Taksi masih melaju dengan kecepatan sedang dengan membawa kami terus menatap kearah jalan yang kami lintasi.
Tidak berapa lama kami sampai di penginapan, langsung kami bergegas menuju kamar setelah membayar ongkos taksi tersebut.
Aku dan Rio segera masuk ke kamar sementara Sherly masih mengetuk pintu dan tak lama terlihat Zuridah keluar membukakan pinta kamar tersebut.
Didalam kamar aku langsung merebahkan tubuhku diatas kasur, begitu juga dengan Rio, pria bule yang bertubuh sedikit tambun itupun ikut serta merebahkan tubuhnya diatas kasurnya.
Suasana hening menyelimuti kamar saat itu, tidak ada satupun ucapan yang terlontar, hanya dentingan jarum jam yang terdengar.

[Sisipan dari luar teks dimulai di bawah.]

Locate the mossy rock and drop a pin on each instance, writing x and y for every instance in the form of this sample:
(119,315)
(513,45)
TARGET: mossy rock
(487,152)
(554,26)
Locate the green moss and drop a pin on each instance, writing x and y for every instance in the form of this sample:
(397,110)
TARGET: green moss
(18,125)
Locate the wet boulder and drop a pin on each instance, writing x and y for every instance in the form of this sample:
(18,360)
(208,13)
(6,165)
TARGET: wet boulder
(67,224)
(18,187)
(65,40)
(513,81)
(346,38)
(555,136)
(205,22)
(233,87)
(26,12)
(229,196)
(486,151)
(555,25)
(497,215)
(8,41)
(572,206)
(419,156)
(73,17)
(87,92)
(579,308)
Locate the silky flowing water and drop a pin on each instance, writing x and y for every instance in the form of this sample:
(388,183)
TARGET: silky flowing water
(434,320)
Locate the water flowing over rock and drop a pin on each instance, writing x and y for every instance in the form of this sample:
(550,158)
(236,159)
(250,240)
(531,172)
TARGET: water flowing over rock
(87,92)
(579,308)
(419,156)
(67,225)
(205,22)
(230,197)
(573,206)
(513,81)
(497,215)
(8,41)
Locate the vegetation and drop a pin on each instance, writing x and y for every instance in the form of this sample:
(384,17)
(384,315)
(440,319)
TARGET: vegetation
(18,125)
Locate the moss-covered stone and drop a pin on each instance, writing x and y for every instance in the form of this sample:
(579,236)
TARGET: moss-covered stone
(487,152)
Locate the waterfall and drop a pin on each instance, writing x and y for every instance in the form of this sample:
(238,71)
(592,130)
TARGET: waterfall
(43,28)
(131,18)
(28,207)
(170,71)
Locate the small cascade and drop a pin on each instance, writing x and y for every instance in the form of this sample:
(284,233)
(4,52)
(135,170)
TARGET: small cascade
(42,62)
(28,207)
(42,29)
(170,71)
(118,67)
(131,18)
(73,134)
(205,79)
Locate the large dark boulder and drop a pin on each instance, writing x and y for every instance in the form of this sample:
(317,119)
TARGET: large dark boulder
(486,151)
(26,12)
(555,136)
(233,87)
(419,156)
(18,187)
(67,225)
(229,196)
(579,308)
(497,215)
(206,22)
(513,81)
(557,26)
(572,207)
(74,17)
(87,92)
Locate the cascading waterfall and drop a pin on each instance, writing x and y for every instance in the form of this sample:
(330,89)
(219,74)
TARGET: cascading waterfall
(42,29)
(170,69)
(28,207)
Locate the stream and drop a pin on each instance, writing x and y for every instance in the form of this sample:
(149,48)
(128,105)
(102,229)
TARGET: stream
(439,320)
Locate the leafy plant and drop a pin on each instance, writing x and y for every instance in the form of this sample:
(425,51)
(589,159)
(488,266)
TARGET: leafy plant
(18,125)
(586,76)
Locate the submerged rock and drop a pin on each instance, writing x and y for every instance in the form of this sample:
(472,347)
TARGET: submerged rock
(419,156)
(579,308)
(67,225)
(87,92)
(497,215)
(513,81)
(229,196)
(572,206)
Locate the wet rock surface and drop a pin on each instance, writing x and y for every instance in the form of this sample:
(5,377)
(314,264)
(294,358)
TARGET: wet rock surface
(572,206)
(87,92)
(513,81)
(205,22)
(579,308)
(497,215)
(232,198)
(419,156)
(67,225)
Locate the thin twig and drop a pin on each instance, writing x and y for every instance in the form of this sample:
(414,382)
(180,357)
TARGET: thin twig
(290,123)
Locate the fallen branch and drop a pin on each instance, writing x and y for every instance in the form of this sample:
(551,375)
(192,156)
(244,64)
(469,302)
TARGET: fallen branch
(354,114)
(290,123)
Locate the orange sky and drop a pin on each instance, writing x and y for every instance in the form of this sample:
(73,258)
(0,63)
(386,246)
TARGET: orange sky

Tanpa disadari akhirnya mataku mulai terpejam dan sejurus kemudian kamipun terlelap dalam peraduan.
...****************...
...****************...
Menjelang malam tiba-tiba suara ledakan terdengar begitu keras Duaaaarrr... Duaarrrr.....
Seketika aku dan Rio tersentak dari tidur, ruangan yang gelap membuat kami kesulitan untuk melihat.
"Rio...dimana kamu?" tanyaku sambil memanggil nama Rio berulang kali.
"Aku disini" jawab Rio, "dibawah tempat tidur, ayo kamu tiarap" ujarnya kembali.
Karena waktu telah malam kami lupa untuk menyalakan lampu kamar sore tadi saat kami pulang dan hanya langsung tertidur membuat ruangan menjadi begitu gelap.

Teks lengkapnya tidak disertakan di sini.